Lately, I've been guilty of leaping into the deep end of the sabermetric pool without dipping my toe into the shallow end first, and I worry that in the process my articles have suffered. Too often, I throw statistical jargon at the screen. Not often enough, I make clear my basic thought process. This article, in which I very deliberately walk through a fairly simple analysis, is an attempt to rectify that error. If you so desire, feel free to follow along, doing each step as I discuss it, to get a better feel for how I write and think.
Spring Training Statistics: Do They Matter?
Every analysis begins with a question. Since this is more or less an example article, I've chosen a really simple one: "do spring training statistics matter?" For the sake of reaching a precise conclusion, we should refine this broad question down to one that's more easily answerable with math. In this case, let's tweak "do spring training statistics matter" to "which predicts a player's season stats better: his spring training, or his previous season?"

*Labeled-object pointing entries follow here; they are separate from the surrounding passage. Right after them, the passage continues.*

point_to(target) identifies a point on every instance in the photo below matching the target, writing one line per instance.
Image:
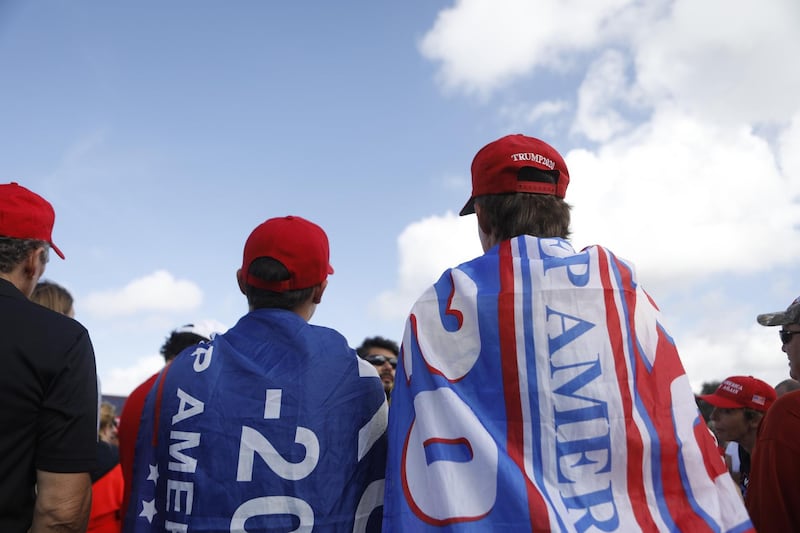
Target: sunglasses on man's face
(786, 335)
(378, 360)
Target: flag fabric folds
(275, 425)
(537, 390)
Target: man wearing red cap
(48, 386)
(773, 496)
(536, 388)
(739, 405)
(275, 425)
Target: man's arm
(63, 502)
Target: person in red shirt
(128, 429)
(739, 406)
(774, 493)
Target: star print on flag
(149, 510)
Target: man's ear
(240, 281)
(481, 219)
(318, 290)
(33, 263)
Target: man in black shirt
(48, 386)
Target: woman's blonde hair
(53, 296)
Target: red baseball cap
(300, 245)
(26, 215)
(742, 391)
(497, 168)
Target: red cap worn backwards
(26, 215)
(742, 391)
(301, 246)
(498, 169)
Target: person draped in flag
(740, 403)
(537, 388)
(274, 425)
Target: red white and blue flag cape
(537, 391)
(276, 425)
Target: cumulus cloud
(122, 381)
(426, 249)
(755, 351)
(481, 45)
(686, 199)
(604, 87)
(159, 291)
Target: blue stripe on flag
(655, 443)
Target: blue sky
(163, 132)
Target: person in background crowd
(108, 424)
(274, 425)
(774, 492)
(105, 514)
(107, 479)
(739, 405)
(48, 388)
(538, 388)
(382, 354)
(178, 340)
(55, 297)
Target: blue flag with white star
(275, 425)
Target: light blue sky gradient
(164, 132)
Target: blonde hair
(53, 296)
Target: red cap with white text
(505, 165)
(300, 245)
(742, 391)
(26, 215)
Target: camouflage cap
(782, 318)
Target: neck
(749, 441)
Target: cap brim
(468, 208)
(779, 318)
(718, 401)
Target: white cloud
(159, 291)
(753, 352)
(121, 381)
(484, 45)
(425, 250)
(605, 85)
(731, 69)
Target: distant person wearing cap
(275, 425)
(773, 496)
(536, 388)
(382, 354)
(739, 405)
(48, 386)
(178, 340)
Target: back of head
(377, 342)
(53, 296)
(519, 184)
(108, 415)
(284, 259)
(183, 337)
(786, 386)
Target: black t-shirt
(48, 401)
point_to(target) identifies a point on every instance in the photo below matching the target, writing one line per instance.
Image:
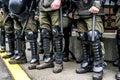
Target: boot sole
(51, 66)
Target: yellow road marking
(15, 70)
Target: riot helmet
(17, 6)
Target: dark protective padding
(83, 36)
(33, 46)
(31, 36)
(45, 33)
(56, 32)
(3, 38)
(118, 37)
(17, 6)
(83, 4)
(20, 42)
(57, 39)
(97, 35)
(85, 48)
(118, 46)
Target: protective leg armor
(117, 76)
(85, 65)
(57, 39)
(32, 38)
(20, 48)
(2, 38)
(46, 36)
(11, 45)
(66, 46)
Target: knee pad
(83, 36)
(56, 32)
(97, 35)
(31, 35)
(45, 33)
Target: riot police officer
(49, 23)
(23, 12)
(2, 30)
(83, 11)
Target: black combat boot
(57, 39)
(48, 63)
(86, 64)
(20, 47)
(2, 42)
(11, 46)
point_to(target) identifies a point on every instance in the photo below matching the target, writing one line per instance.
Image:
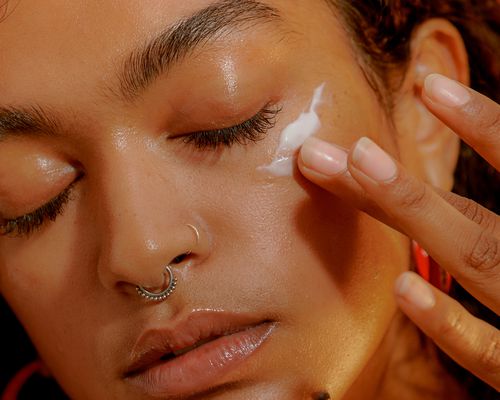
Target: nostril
(179, 259)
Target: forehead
(85, 41)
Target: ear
(427, 146)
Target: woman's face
(103, 98)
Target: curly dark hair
(382, 31)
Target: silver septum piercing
(162, 295)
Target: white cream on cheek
(294, 136)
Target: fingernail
(446, 91)
(373, 161)
(415, 290)
(323, 157)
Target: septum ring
(163, 294)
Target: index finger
(474, 117)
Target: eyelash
(251, 130)
(27, 224)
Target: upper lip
(197, 328)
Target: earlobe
(437, 47)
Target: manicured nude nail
(415, 291)
(373, 161)
(323, 157)
(446, 91)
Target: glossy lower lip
(204, 367)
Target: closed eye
(27, 224)
(251, 130)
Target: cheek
(40, 280)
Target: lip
(210, 345)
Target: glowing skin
(294, 136)
(285, 251)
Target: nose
(143, 222)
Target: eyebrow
(147, 63)
(18, 120)
(150, 61)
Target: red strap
(15, 385)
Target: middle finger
(467, 250)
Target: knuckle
(477, 214)
(489, 357)
(483, 253)
(411, 196)
(453, 326)
(488, 122)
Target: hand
(462, 236)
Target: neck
(405, 365)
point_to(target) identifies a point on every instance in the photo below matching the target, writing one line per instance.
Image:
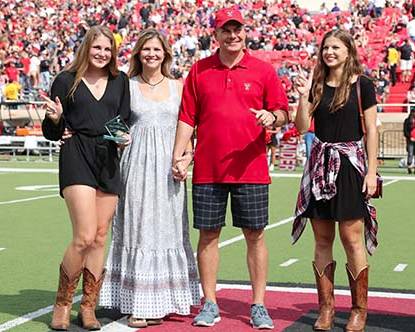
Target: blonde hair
(321, 71)
(81, 62)
(136, 67)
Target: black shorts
(249, 205)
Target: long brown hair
(136, 67)
(321, 71)
(81, 62)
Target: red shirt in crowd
(12, 73)
(216, 99)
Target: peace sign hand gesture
(54, 109)
(302, 83)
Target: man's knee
(207, 237)
(254, 236)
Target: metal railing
(392, 144)
(27, 146)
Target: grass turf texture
(35, 234)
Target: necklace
(152, 86)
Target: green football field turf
(34, 234)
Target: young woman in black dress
(338, 178)
(87, 94)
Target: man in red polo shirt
(230, 97)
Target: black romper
(342, 126)
(86, 158)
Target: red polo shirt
(216, 99)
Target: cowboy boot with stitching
(90, 290)
(358, 289)
(325, 290)
(62, 308)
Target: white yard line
(390, 182)
(400, 267)
(30, 316)
(291, 261)
(29, 170)
(28, 199)
(120, 326)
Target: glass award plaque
(116, 129)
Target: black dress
(342, 126)
(86, 158)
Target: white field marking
(291, 261)
(118, 326)
(390, 182)
(28, 199)
(314, 291)
(400, 267)
(29, 170)
(30, 316)
(298, 175)
(40, 187)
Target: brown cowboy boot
(90, 290)
(325, 290)
(358, 289)
(62, 308)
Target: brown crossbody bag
(379, 180)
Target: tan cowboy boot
(90, 290)
(62, 308)
(359, 289)
(325, 290)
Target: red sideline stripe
(283, 307)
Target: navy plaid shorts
(249, 205)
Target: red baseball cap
(225, 15)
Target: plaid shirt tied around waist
(321, 182)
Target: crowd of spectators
(38, 38)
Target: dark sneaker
(208, 315)
(260, 318)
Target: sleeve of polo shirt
(189, 104)
(275, 97)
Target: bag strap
(359, 102)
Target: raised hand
(67, 133)
(54, 109)
(302, 83)
(264, 118)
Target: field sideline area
(35, 229)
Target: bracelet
(275, 119)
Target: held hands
(302, 83)
(369, 185)
(54, 109)
(127, 141)
(264, 118)
(180, 166)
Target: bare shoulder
(179, 86)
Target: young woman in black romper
(338, 179)
(87, 94)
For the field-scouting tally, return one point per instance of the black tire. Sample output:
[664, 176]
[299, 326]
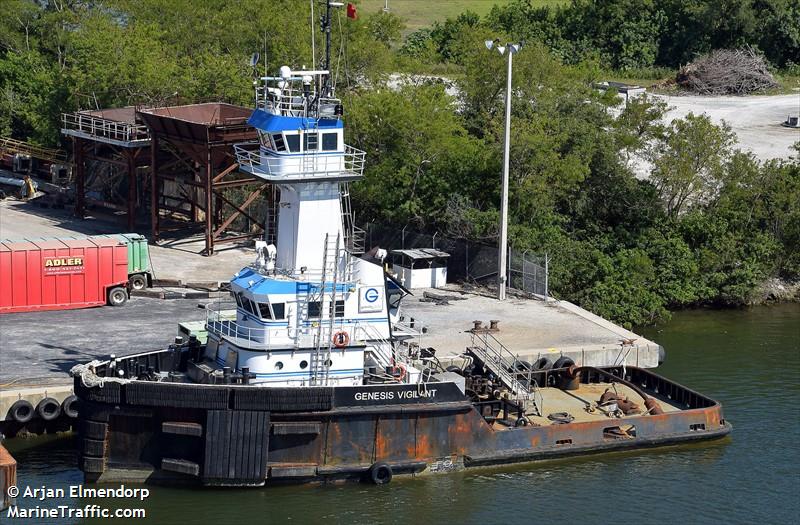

Now that we've got a precise question, we need to devise a methodology for answering it. Again, this one's pretty simple: we should download an array of 2013 spring training statistics, an array of 2013 season statistics, and an array of 2012 season statistics. Then we should use Microsoft Excel or a similar program to look for correlation between the data sets.
Next, we must collect data. My go-to site for stat downloads is Fangraphs, but unfortunately they don't seem to carry records of past spring training stats. A quick Google Search brings up MLB.com's stats page, which does carry spring training stats but doesn't let you export .csv files. If you like, you can manually copy and paste this data into Excel, but it'll require a little futzing about to get the data to play nicely with Fangraphs' numbers. A better way to go is to download stats from Baseball Reference.
The full-season data is much easier to harvest, since Fangraphs carries it. However, because we want to compare how players performed between time periods, we want the same players in each data set. Also, we have to control for sample size somehow, or our correlation will be wrecked by a bunch of guys who batted 1.000/1.000/4.000 in one spring training plate appearance. To do so, we open up the spring training data set in Microsoft Excel and sort all rows by the PA column. Let's use MLB.com's threshold for "spring training qualifiers" and cut out everyone with less than 50 PA. These are the players that we need 2013 and 2012 data for.
Now that we have our player list, we can head over to the Fangraphs Leaderboards. If we add each player from the spring training list (there should be between 100 and 150) to a custom leaderboard, pick which stats we want to look at, and set a minimum number of PAs for sample size reasons, Fangraphs will let us export the data we want into a .csv file. (For those of you following along: don't actually manually do it. That takes forever. The links for data that line up with the MLB.com ST lists are here and here.)
Next, we can use Excel to sort each of the three .csv files by player name and then paste all three into one file. Here's another gotcha: each set has a different number of rows. This is because not everyone who played in 2013 Spring Training made it to MLB in 2012 and 2013. We should delete the data for players who don't appear in all three data sets. Lastly, we must make sure that all three data sets use the same stats - we may need to (for example) divide K by PA to get K%.
Now that we have the final data set, all we have to do is draw our conclusions by making use of Excel's CORREL tool. You can read about how to use CORREL here: essentially, you input the formula =CORREL(START1:FIN1, START2:FIN2) and it spits out a correlation coefficient. If you want to learn a little more about the correlation coefficient that CORREL generates, you can read this Wikipedia article, but for now all we really need to know about the output is that higher is better. According to well-respected math site Dummies.com, a relationship isn't considered "strong" until there's a correlation coefficient above 0.7.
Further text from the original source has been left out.